Thousands of Hindus take holy dip in India, defying COVID surge | Coronavirus pandemic News

Hundreds of thousands of Hindu devotees have gathered on the banks of the Indian Ganges for a sacred swim despite a 30-fold increase in coronavirus cases in the past month.

Hindus believe that bathing in the frigid waters of the sacred river during the Makar Sankranti festival, which is celebrated every year on January 14, removes sins and frees them from the cycle of death and rebirth.

On Friday, a large number of devotees were diving in the river in the eastern state of West Bengal, which is reporting the highest number of cases in the country after Maharashtra in the west.

Hindu pilgrims gather to swim at the confluence of the Ganges and the Bay of Bengal, on the occasion of the Makar Sankranti festival in West Bengal [Rupak De Chowdhuri/Reuters]

Officials said they expected about three million people to attend the climax of the festival on Sagar Island, where the two rivers of Ganges meet the Bay of Bengal.

“At the crack of dawn, there was a sea of ​​people. Holy water from the Ganges was sprayed from drones on pilgrims…to prevent crowding,” Pankim Hazra, a local official, said.

“But the saints and a great many people were bent on diving…the pilgrims, most of them without masks, outnumbered the security personnel.”

Also in the northern state of Uttar Pradesh, Hindu devotees, led by abbots and ash-stained ascetics, gathered at the Sangam, the confluence of three rivers – the Ganges, the Yamuna and the fabled Saraswati – in the city of Prayagraj, 200 kilometers (124 miles) northeast of the state capital Lucknow, To participate in the festival of Magh Mela, one of the holiest pilgrimages in Hinduism.

Indians gather for sacred swimming, defying the spread of the Corona virusThe event raised fears that pilgrims could become infected and bring the virus back to their cities and villages in other parts of the country. Hindu devotees bathe in Sangam [Rajesh Kumar Singh/AP Photo]

Millions of Hindus are expected to celebrate the 47-day festival. Many of them would remain on the banks of the Ganges for a month to live the life of an ascetic, believing that they would be saved.

“I can’t breathe with a mask,” said Ram Val Tripathi, who came with his family from a village in Uttar Pradesh, after emerging from the river.

“Every year I come for a holy dip. How could I have missed this year?”

The event raised fears that pilgrims could become infected and bring the virus back to their cities and villages in other parts of the country.

The Associated Press reported Friday that 77 policemen and 12 cleaners deployed to attend the event have tested positive for the virus.

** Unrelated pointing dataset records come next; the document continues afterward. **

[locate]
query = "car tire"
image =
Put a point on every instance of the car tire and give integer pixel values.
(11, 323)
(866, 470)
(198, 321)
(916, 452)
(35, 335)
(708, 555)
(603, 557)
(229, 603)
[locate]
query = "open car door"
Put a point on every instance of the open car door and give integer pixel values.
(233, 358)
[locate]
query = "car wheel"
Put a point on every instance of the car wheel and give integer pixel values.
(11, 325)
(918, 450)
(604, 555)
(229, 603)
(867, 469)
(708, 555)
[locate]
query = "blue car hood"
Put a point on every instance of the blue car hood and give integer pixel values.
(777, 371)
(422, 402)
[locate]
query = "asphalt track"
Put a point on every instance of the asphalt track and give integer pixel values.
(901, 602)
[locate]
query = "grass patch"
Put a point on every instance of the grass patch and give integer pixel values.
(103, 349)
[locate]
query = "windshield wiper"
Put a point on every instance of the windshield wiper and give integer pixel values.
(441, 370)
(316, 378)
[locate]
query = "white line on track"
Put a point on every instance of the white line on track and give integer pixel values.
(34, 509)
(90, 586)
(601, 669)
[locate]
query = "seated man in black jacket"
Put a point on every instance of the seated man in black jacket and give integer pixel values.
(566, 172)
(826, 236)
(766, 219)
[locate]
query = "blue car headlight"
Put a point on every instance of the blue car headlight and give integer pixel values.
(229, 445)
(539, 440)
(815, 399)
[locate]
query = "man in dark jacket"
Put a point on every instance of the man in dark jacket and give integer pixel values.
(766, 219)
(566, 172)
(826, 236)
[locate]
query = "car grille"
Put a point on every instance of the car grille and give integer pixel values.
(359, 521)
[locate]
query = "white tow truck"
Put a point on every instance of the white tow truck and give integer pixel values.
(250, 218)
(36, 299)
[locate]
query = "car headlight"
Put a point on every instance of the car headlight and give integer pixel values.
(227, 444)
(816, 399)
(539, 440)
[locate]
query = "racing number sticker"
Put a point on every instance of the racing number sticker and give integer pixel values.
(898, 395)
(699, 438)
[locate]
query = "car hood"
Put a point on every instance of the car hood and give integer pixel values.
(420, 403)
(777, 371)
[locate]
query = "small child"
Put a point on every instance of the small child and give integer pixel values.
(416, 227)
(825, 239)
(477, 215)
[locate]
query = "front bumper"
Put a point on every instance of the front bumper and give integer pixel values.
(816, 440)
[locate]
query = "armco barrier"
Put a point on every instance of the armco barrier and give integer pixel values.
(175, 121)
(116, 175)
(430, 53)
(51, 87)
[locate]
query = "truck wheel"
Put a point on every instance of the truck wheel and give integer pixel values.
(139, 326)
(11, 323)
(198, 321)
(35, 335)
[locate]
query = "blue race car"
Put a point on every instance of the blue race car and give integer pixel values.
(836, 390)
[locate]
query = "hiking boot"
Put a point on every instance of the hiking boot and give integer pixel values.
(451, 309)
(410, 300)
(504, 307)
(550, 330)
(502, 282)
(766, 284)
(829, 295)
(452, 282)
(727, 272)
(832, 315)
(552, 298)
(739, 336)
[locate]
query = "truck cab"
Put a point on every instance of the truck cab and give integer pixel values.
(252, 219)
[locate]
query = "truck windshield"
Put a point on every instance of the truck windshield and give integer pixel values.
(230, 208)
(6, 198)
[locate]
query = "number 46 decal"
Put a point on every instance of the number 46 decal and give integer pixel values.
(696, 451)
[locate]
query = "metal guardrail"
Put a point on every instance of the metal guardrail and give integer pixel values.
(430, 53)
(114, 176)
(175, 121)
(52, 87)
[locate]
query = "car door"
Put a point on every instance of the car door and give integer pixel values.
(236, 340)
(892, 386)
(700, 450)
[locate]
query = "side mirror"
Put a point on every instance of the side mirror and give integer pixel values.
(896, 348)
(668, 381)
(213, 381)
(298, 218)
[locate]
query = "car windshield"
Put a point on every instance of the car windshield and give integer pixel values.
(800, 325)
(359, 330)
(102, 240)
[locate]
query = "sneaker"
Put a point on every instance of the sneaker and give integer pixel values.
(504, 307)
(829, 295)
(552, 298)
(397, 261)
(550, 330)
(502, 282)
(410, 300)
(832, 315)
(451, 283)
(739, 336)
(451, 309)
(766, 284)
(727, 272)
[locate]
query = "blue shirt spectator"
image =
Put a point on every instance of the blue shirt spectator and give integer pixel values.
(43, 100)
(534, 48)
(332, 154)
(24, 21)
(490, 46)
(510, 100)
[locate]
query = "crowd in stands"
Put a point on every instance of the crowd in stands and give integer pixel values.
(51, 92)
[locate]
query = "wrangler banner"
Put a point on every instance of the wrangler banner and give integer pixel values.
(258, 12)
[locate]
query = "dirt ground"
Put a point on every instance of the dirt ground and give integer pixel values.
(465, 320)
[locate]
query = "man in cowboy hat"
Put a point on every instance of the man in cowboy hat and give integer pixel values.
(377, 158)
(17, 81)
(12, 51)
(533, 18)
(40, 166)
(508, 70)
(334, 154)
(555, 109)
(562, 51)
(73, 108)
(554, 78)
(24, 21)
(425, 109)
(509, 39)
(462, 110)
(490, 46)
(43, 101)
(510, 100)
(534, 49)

“This would be ultra-widespread. Utkarsh Mishra, a lawyer who filed the petition at Allahabad High School, said the government should not allow a gathering of people in that large number because religious gatherings in the past two years have been responsible for the spread of the deadly virus across the country.” Uttar Pradesh demands the cancellation of the festival.

Health experts had earlier appealed for the festival to be canceled in Uttar Pradesh as well, but the government went ahead saying safety rules would be followed.

Critics of Prime Minister Narendra Modi and his right-wing Bharatiya Janata Party say the festival has been allowed despite mounting infections because the government is not willing to anger Hindus, the party’s biggest supporter, ahead of crucial seven-stage state elections in Uttar Pradesh. Starting from February 10th.

Indians gather for sacred swimming, defying the spread of the Corona virusA man performs to receive the alms of pilgrims at the confluence of the Ganges and the Bay of Bengal on the occasion of the Makar Sankranti festival in West Bengal. [Rupak De Chowdhuri/Reuters]

Also in West Bengal, doctors unsuccessfully appealed to the state Supreme Court to overturn the decision to allow the Hindu festival this year, fearing it could become a “super-spread” event of the virus.

Last year, a similar gathering in the northern Indian holy city of Haridwar in the state of Uttarakhand contributed to a record spike in coronavirus cases. Fearing an increase in infections, the Uttarakhand authorities have already banned the event.

Deaths from the current wave of infections in India are still a small part of what they were during the surge in April and May last year, with 315 deaths recorded on Thursday compared to up to 4,000 cases per day at the peak.

However, infections are increasing rapidly, with nearly 265,000 new cases reported on Friday. Some models predict that India could see up to 800,000 cases per day in a few weeks, double the rate seen nine months ago.

The increase is mostly increased by the highly transmissible Omicron variant, but hospitalizations are low, with most people recovering at home.

Eager to avoid another painful shutdown of millions of workers who depend on a few dollars in daily wages, authorities in various parts of India have sought to restrict gatherings.

In the capital, New Delhi, all bars, restaurants and private offices have been closed, and the capital is set to enter a second weekend curfew on Friday night.

In the financial capital Mumbai, gatherings of more than four people have been banned.